Axial movement of the shaft 31 is limited by the end of stop 117 and a pin (not shown) extending through the shaft on the inside of base 23.

Member 151 is a solenoid for actuating the ratchet member 51 through

gears

153, 155, and 53 for moving the ratchet member 51 into one of the slots of the discs 121 for stopping rotation of the disc.

Although the switch 21 is employed for switching the solenoid operated valve of an electro hydraulic transmission, it is to be understood that it may be used for other purposes.

Claims

What is claimed is:

1. A rotary swtich comprising:

a body supporting a plurality of spaced apart stationary contacts located along a circle,

a shaft supported for rotation by said body and carrying a contact means for contacting said stationary contacts as said shaft is rotated,

said shaft being supported for axial movement relative to said body,

structure requiring said shaft to follow a given path in order to be rotated to different angular positions for allowing said contact means to sequentially contact a plurality of said stationary contacts,

said given path comprising:

(a) an angular path in a given angular direction at a first axial position,

(b) a path parallel with the axis of said shaft in a first axial direction to a second axial position,

(c) an angular path in said given angular direction at said second axial position, and

(d) a path parallel with the axis of said shaft in a second axial direction opposite to said first axial direction to said first axial position.
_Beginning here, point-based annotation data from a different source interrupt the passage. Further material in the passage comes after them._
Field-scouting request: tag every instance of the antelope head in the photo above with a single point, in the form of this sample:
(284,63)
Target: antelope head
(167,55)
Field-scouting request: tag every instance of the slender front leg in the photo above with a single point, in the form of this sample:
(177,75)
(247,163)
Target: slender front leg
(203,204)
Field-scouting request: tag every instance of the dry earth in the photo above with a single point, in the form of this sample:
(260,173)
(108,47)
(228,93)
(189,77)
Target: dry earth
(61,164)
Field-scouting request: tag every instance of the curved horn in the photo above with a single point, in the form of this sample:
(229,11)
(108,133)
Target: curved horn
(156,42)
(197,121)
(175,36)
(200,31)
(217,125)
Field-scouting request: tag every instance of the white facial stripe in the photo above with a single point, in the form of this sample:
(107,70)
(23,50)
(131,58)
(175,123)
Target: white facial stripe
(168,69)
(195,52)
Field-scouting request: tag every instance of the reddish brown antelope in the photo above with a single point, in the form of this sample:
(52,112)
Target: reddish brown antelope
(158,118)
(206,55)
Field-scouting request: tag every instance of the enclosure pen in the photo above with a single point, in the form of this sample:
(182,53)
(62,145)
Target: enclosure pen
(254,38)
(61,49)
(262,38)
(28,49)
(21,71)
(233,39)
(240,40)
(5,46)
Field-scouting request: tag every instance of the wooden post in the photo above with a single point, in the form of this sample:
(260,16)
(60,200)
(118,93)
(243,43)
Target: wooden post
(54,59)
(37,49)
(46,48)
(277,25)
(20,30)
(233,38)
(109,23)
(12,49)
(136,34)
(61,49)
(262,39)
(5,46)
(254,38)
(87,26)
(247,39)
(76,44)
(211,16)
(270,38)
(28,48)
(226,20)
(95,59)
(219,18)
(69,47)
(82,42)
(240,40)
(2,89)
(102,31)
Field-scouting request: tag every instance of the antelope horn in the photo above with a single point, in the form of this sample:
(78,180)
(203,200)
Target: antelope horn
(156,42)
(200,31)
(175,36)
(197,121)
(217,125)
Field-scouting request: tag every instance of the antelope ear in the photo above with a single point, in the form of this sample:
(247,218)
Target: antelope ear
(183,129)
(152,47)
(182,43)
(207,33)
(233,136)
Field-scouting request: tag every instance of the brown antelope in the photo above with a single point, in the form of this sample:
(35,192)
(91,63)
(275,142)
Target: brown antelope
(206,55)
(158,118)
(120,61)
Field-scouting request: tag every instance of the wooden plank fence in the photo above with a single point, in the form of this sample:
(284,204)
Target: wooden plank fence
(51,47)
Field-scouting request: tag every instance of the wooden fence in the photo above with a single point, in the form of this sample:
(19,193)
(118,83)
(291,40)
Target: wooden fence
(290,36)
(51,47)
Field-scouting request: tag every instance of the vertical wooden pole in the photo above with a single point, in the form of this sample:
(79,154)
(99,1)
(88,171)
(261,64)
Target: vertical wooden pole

2. The rotary switch of claim 1 wherein said structure comprises:

stop means fixedly supported by said body,

disc means connected to said shaft and having two sets of teeth located in two different planes along the length of said shaft,

said two sets of teeth and said stop means cooperating together to require said shaft to follow said given path in order to be rotated to said different angular positions.

3. A rotary switch comprising:

a shaft supported for rotation by said body and carrying a contact means for contacting said staionary contacts as said shaft is rotated,

each set of teeth comprising a plurality of angularly spaced apart teeth,

one tooth of each set being located in alignment with the space between adjacent teeth of the outer set such that a slot parallel with the axis of said shaft exists between each tooth of each set and an adjacent tooth of the other set,

said shaft and hence said disc means being supported for axial movement relative to said body,

stop means fixedly supported by said body and having a size such that the slot between each tooth of each set and an adjacent tooth of the other set may receive said stop means to allow said disc means to be moved axially to position either set of teeth in the plane of said stop means,

said stop means when in the plane of either set of teeth being located between adjacent teeth of said set and in their path of rotation to limit the amount of rotation of said disc means and hence of said shaft.

4. The rotary switch of claim 1, wherein:

said structure comprises structural means coupled to said shaft and movable axially and angularly with said shaft and structural means fixedly supported by said body.

5. The rotary swtich of claims 1, 2 or 4, wherein:

said shaft is slidable relative to said contact, means when it is moved to said first or second axial positions,

said rotary switch comprising support means for maintaining said contact means in a given plane generally perpendicular with the axis of said shaft when said shaft is in said first or second positions,

said support means allowing said contact means to be rotated in said given plane by said shaft for contacting said stationary contacts when said shaft is in said first or second axial positions.